The saga of my sister and Citizens Bank’s dubious sense of responsible and responsive banking received coverage in today’s Wallet Pop.

Under the headline “Bank robs customer: a cautionary tale,” writer Geoff Williams succinctly and fairly lays out the sequence of events. Like a penny doubled, or a snow rolling downhill, this could be the start of an interesting PR “situation” for Citizens Bank. After all, Wallet Pop is owned by AOL, a fairly significant media player that you may have heard of. What I especially appreciate is that the story is filed under two categories: “banks” and “ripoffs and scams.”

Stay tuned. [Update as of 3 pm Central, June 19th: after the Wallet Pop item was headlined on AOL’s home page, the number of reader comments surged from three to 300 in less than eight hours. Most chronicled their own beefs with banks, including Citizens Bank.]

As of August 2022, the story was online—in abbreviate form–at Yahoo Finance, under the headline, “Bank robs customer: a cautionary tale.”

Here’s that shorter version:

Americans spend billions of dollars in bank fees every year, and at least one customer, Judith Tremblay, is a little irritated about it. She has good reason. She’s been stewing over and trying to fix what she feels is an injustice for over a year now.

Tremblay, 43, had been a customer at Citizens Bank for 12 years when she noticed a monthly fee on her and her husband’s bank statement. She asked her spouse about it, and he replied that he assumed it was a standard charge that they had to pay. After all, it was there every month.

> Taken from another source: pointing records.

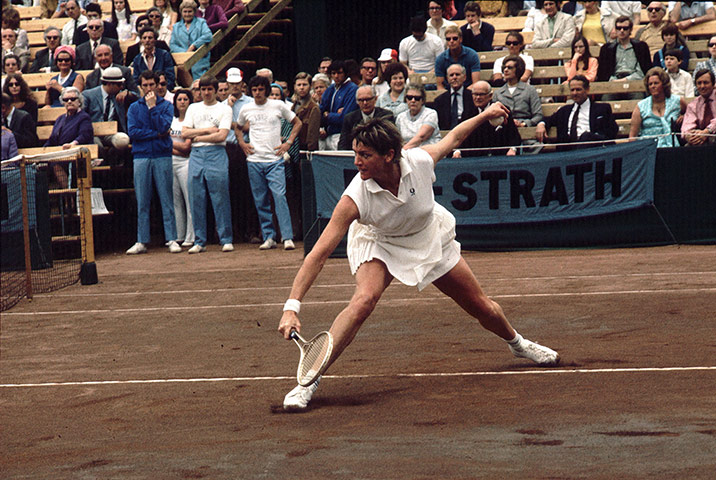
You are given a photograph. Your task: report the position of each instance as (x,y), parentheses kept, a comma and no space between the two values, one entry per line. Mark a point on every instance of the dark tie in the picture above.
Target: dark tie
(573,125)
(453,111)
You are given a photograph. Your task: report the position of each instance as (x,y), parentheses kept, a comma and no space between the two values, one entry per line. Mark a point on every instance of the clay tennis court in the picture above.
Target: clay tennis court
(171,367)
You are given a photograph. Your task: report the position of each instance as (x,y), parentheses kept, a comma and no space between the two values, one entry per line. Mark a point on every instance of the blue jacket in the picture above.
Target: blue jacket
(345,98)
(149,129)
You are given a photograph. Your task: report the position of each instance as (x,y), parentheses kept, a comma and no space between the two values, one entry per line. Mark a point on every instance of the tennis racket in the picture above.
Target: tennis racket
(315,354)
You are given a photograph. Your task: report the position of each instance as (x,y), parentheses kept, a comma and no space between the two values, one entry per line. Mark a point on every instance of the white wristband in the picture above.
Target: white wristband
(292,305)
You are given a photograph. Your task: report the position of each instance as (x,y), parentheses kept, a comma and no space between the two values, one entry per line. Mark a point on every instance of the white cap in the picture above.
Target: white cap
(234,75)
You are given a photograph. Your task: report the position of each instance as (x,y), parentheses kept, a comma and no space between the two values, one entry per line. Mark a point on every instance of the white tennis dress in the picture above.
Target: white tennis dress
(412,234)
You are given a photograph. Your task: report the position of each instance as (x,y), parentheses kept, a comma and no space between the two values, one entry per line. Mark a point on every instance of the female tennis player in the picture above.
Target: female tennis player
(397,230)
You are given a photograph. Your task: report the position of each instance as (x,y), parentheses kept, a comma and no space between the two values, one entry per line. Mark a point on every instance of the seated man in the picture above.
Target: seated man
(582,121)
(456,104)
(419,51)
(699,119)
(85,51)
(366,98)
(488,135)
(556,30)
(457,53)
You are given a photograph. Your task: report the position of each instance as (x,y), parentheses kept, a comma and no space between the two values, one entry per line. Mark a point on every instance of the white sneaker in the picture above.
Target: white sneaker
(298,398)
(136,249)
(197,249)
(539,354)
(268,244)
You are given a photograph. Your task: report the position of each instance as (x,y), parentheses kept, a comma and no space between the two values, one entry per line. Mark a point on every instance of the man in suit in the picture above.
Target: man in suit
(456,104)
(20,123)
(103,58)
(487,135)
(44,59)
(582,121)
(85,51)
(366,98)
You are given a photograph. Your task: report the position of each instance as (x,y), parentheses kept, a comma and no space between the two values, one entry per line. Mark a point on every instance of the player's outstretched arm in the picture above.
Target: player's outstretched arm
(343,215)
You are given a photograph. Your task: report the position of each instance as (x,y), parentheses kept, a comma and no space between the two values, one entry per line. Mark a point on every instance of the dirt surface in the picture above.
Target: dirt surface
(171,367)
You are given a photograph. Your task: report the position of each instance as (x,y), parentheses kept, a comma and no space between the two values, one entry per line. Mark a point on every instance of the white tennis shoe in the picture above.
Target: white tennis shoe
(541,355)
(298,398)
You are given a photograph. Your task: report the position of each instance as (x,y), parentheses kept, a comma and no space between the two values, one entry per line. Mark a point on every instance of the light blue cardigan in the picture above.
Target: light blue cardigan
(197,35)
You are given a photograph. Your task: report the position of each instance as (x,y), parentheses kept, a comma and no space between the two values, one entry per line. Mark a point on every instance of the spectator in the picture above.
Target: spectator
(436,24)
(149,120)
(688,14)
(207,124)
(181,148)
(672,41)
(70,129)
(44,58)
(152,58)
(264,154)
(521,98)
(103,60)
(394,98)
(123,20)
(213,14)
(595,24)
(72,8)
(10,47)
(456,104)
(387,56)
(190,34)
(681,82)
(657,114)
(581,121)
(709,64)
(366,98)
(624,59)
(85,51)
(337,101)
(582,62)
(419,50)
(94,11)
(487,135)
(308,112)
(19,122)
(699,120)
(66,77)
(20,93)
(557,30)
(476,33)
(457,53)
(418,125)
(651,32)
(515,44)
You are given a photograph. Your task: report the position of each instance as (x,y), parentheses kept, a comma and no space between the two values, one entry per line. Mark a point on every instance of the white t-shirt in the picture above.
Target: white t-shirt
(420,55)
(265,128)
(200,115)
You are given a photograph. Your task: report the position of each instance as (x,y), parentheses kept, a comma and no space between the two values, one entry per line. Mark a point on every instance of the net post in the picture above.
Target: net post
(88,270)
(26,227)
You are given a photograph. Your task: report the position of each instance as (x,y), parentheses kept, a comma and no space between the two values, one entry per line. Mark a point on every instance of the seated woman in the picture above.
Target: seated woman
(189,34)
(658,113)
(418,125)
(19,91)
(582,62)
(70,129)
(67,77)
(515,44)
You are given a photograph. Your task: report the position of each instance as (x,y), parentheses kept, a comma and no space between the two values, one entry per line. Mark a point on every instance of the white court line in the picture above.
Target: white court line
(345,301)
(384,375)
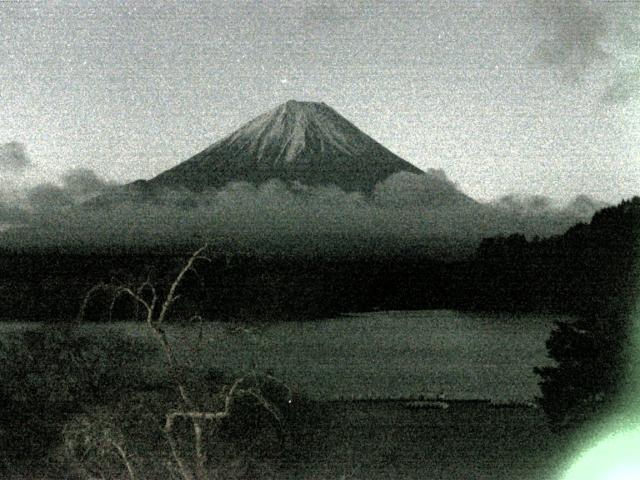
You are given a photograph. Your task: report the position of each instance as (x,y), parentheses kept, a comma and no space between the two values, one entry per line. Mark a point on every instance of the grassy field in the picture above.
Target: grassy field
(380,354)
(384,440)
(391,355)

Curious, Tremblay called the branch near her Salem, New Hampshire home and learned that the $17.50 monthly fee was an error. Because they had something called Circle Gold Checking, the Tremblays were supposed to be exempt from the fee. But instead, the $17.50 had gone unnoticed.

When Tremblay asked for her money to be returned, she learned that she could, indeed, get a refund — but only for the last three months: $52.50.